El Pollo Loco is a California‑based limited‑service restaurant chain built around citrus‑marinated, fire‑grilled chicken and Mexican‑inspired entrees, operating a hybrid model of company‑operated (173) and franchised (325) restaurants (498 U.S. restaurants at year‑end 2024). Key operating metrics: company AUV ≈ $2.3M, restaurant‑level contribution margin ~17.4%, system‑wide sales ~$1.10B, a digital/delivery mix near 12% and ~4.2–4.5M loyalty members. Growth is driven by franchise expansion and selective company openings, supported by an in‑house real estate team and centralized supply (poultry ≈ 37% of food & paper costs). Material risks that affect performance include poultry and commodity volatility, California labor/regulatory pressures (AB 1228), seasonality, and site/zoning or environmental liabilities from legacy sites.

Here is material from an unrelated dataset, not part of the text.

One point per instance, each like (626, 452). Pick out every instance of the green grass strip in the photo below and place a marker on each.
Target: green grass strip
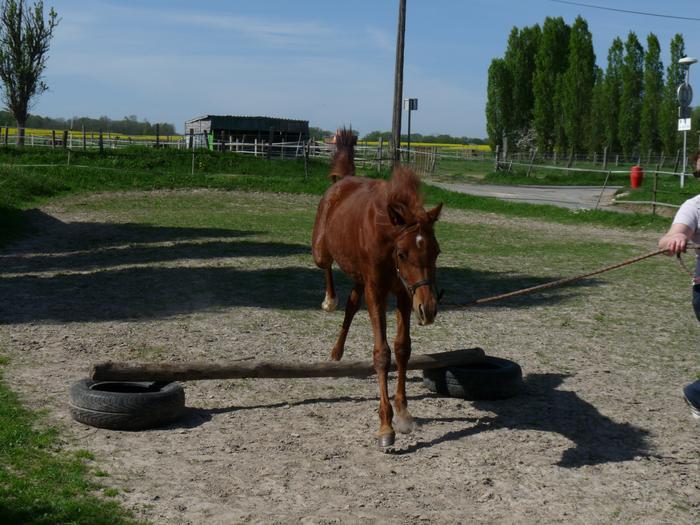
(40, 485)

Given the business model and management commentary, executive pay is likely to emphasize a mix of base salary, annual cash incentives and long‑term equity (RSUs/PSUs or options) that are tied to restaurant economics and system performance — e.g., comparable sales, AUV growth, restaurant contribution margin, adjusted EBITDA and operating cash flow. Because the company pursues refranchising and franchise development, incentives frequently reward successful unit growth, franchise fee rollout milestones, and margin expansion from lower corporate capex and higher franchise mix. Short‑term metrics will also focus on cost control (food & labor % of revenue) and digital/loyalty growth (members, digital sales), while long‑term awards will reflect sustained unit economics, return on remodel/tech investment and leverage/covenant management. Expect pay outcomes and target setting to be sensitive to one‑off items (impairments, franchise transactions), and lenders’ covenant exposure may lead to clawbacks, malus provisions, or adjustments to incentive payouts in stressed scenarios.
Insider trading activity at El Pollo Loco should be interpreted against a backdrop of periodic refranchising, share repurchase programs (recently scaled back), and covenant‑sensitive liquidity (roughly $69M drawn on a $150M revolver in recent filings). Executives may time transactions around franchise deals, quarterly comps, remodel/rollout milestones or public commentary on AB 1228 and commodity/tariff impacts; purchases by insiders could signal confidence in unit economics or refranchising strategy, while sales during active buybacks can muddy the signal. As with most public restaurant companies, insiders will commonly use Rule 10b5‑1 plans and be subject to blackout windows around earnings/major announcements; regulatory scrutiny (California labor law, food safety, environmental liabilities) increases the likelihood of strict trading restrictions and heightened disclosure sensitivity.